Intro to Statistics and Data Science

2 STAT 301-2 Final Project

Aside from the labs, you will complete a final project to showcase your foundational analytical abilities and model-building skills on a dataset of your choosing. You will locate a dataset, clean and join it as necessary, conduct an exploratory data analysis, build models to answer research questions (can be predictive or inferential), and compile a report on your results.

2.1 Milestones

Submission of data memo (end of first 1/3 of course). You will prepare a data memo, including but not limited to the following:

  • Proposed project timeline. When do you expect to have your dataset loaded into R? When do you expect to start your analysis?
  • Simple overview of the dataset. What does the dataset document? How do you plan to collect it? (Is it a simple download, a webscrape, etc? Provide a formal citation.) How big is the dataset? What kinds of variables will you be dealing with? Any missingness? Do you need to join two or more sources of data together?
  • Description of potential research questions. Are they predictive or inferential? Are these questions best answered by a classification or regression-based approach? What is the response variable? Which variables do you suspect will be useful in modeling the response?
  • Any difficulties you may encounter along the way. Is the data collection mechanism complicated? Is there significant missingness in the data?

The memo should conform to the style guide and should be completed in RMarkdown. Neatness, organization, and reproducibility of your memo will have a significant influence on your grade!

Report rough draft (nearing the end of the quarter). Your report should be started well before finals week, when the final submission is due. The rough draft should be essentially complete by reading week, pending some graphics or final tabulated results. We make this stipulation for two reasons. First, you’ll deliver a presentation during reading week on your work, which depends on having the work mostly done. Second, if anything unexpected arises, you can get help from the instructors well before the due date!

Essential components of a complete final report include, but are not limited to:

  • Introduce your data and research question with a couple paragraphs
  • An exploratory data analysis that is either motivated by or leads naturally to your research question(s), including illustrative tables and graphics
  • Attempts to fit a couple different models and some notion of how each model performs, either using a validation set (okay) or cross-validation (preferred) – make sure you use appropriate performance measures!
  • The performance of your best model on a performance set – as before, make sure it is an appropriate performance measure! Is the performance satisfactory?
  • Debrief and next steps: what additional data resources would help improve the performance of your model? Which features of the model you selected make it the best (e.g. fits nonlinearity well)? Do any new research questions arise?
  • A smooth, descriptive narrative that binds all of the above into a readable report

Final report and executive summary presentation (end of quarter). The final report should include the components above. Your analysis scripts and project file will be submitted alongside the final report.

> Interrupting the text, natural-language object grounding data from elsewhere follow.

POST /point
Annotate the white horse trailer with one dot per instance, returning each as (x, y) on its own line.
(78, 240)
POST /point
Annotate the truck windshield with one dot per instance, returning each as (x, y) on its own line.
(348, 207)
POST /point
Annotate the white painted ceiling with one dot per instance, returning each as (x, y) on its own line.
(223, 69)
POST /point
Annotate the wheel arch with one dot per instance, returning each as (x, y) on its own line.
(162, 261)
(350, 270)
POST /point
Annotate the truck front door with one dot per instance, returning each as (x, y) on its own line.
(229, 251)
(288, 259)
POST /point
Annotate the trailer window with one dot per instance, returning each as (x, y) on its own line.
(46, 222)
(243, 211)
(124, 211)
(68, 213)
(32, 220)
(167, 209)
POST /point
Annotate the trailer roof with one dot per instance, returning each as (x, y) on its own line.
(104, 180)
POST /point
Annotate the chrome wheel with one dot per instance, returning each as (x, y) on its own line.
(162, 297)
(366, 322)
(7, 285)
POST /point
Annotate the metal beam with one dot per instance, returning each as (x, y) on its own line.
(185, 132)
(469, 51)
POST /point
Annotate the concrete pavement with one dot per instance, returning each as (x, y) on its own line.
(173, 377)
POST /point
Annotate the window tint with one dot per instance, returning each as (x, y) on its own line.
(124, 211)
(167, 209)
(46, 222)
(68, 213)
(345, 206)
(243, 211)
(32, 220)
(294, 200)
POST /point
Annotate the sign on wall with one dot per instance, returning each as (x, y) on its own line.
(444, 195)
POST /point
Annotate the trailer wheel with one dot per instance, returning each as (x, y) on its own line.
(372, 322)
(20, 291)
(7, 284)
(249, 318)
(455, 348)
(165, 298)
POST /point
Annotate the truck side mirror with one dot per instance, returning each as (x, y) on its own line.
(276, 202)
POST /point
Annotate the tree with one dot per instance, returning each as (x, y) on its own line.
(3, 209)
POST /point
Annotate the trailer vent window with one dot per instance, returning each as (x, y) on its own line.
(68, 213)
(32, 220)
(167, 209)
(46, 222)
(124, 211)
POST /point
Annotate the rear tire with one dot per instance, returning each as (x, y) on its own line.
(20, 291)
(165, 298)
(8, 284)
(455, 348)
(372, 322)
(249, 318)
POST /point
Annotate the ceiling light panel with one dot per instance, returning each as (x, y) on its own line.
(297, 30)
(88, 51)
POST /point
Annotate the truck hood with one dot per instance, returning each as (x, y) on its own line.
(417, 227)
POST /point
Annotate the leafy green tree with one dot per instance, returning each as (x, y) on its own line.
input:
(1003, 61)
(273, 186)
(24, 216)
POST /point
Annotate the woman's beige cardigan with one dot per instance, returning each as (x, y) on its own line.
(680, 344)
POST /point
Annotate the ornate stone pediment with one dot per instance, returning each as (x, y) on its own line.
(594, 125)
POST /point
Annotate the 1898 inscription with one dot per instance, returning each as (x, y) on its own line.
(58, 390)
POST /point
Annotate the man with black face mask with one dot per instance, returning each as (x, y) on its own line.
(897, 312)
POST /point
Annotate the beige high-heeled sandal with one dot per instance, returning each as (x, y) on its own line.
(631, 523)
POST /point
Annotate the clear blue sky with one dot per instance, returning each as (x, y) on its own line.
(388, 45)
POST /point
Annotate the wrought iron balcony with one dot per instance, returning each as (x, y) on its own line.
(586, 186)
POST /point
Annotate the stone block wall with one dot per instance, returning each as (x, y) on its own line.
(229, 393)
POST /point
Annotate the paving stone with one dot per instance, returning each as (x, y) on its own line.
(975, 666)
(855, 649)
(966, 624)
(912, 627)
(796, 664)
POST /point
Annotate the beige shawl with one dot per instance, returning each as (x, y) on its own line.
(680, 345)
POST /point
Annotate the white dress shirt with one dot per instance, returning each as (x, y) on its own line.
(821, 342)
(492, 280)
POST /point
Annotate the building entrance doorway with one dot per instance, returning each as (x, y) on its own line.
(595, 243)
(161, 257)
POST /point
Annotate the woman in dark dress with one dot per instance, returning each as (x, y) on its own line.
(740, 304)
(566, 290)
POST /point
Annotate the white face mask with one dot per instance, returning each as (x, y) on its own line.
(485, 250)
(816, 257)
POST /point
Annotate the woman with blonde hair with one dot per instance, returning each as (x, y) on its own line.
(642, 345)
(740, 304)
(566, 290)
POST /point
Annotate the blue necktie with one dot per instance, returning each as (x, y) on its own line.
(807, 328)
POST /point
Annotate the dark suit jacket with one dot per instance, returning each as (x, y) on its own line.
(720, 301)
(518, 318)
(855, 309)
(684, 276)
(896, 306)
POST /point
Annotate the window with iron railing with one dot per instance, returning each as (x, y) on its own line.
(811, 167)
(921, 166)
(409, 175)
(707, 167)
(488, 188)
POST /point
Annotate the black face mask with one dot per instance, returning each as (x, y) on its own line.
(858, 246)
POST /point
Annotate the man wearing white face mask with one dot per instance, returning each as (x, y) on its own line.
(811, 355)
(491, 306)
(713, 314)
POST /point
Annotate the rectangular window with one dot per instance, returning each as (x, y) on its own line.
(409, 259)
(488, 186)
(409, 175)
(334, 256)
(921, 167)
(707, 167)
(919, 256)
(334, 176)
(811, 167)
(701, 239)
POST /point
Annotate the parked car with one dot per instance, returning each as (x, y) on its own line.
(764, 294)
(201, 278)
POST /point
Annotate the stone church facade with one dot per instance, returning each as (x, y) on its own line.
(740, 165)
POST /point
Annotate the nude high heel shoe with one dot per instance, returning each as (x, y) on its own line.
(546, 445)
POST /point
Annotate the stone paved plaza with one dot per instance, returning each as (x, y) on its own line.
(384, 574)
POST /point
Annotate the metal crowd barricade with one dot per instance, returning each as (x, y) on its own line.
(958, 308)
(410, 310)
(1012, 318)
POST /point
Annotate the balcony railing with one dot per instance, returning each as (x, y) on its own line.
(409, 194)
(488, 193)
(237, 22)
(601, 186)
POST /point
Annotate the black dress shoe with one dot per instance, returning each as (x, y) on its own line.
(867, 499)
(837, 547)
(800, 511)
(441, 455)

In addition, you will produce an executive summary detailing the high points of your analysis – think of it as driving the same narrative as your report, really fast. The summary should be composed of graphics, tables, and bullet points organized in a compelling manner.

You will present your executive summary in small groups. Anticipate 8-10 minutes of presentation, and another 5 minutes for questions.

2.2 Submission

Your final project will be submitted on Canvas. You should include your report (.Rmd + built .html or .pdf) and executive summary (.ppt/x or .pdf), your analysis script (.R), the R project file (.Rproj), and your raw data files as one compressed file (.zip preferred, but other formats are acceptable, e.g. .tar.gz). The instructors should be able to download your compressed file, dump the contents into a directory, open the project file in RStudio, and run the script without errors.

Neatness, organization, and reproducibility of your project will have a significant influence on your grade!